Within the early days of wi-fi audio transmission, programs despatched audio as analog alerts. In precept, they weren’t that completely different than FM radio transmitters or glorified walkie talkies. However these programs had a whole lot of disadvantages, together with interference and noise. Think about going to see your favourite band play dwell, solely to listen to a prankster transmitting nonsense on the guitar’s frequency.
At the moment, most programs are digital and that’s the trail Hardaker took. His system takes the sign from an electrical guitar, turns it into digital knowledge, transmits that knowledge to a receiver, converts it again into an analog sign, after which feeds that to an amplifier.

Hardaker achieved that with two completely different Arduino boards: an Arduino Nano ESP32 for the transmitter and an Arduino GIGA R1 WiFi for the receiver.
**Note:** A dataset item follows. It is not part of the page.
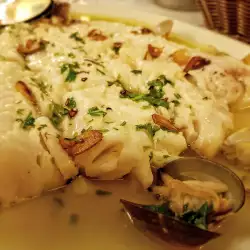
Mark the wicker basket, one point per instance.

The 2 boards talk with one another (to ship audio knowledge) via nRF24L01 radio transceivers, which permit for bandwidth as much as 2Mbps.
The transmitter has an exterior ADC (analog-to-digital converter) that Hardaker selected to maintain noise down as a a lot as attainable. On the different finish, he took benefit of the GIGA R1 WiFi’s built-in DAC (digital-to-analog converter) to pump out audio via the onboard 3.5mm jack to the amp. He even programmed some digital filtering to scrub up the sign.
Whereas it’s a little tough across the edges — the transmitter’s enclosure is only a cardboard field with batteries taped on — it does appear to do the job.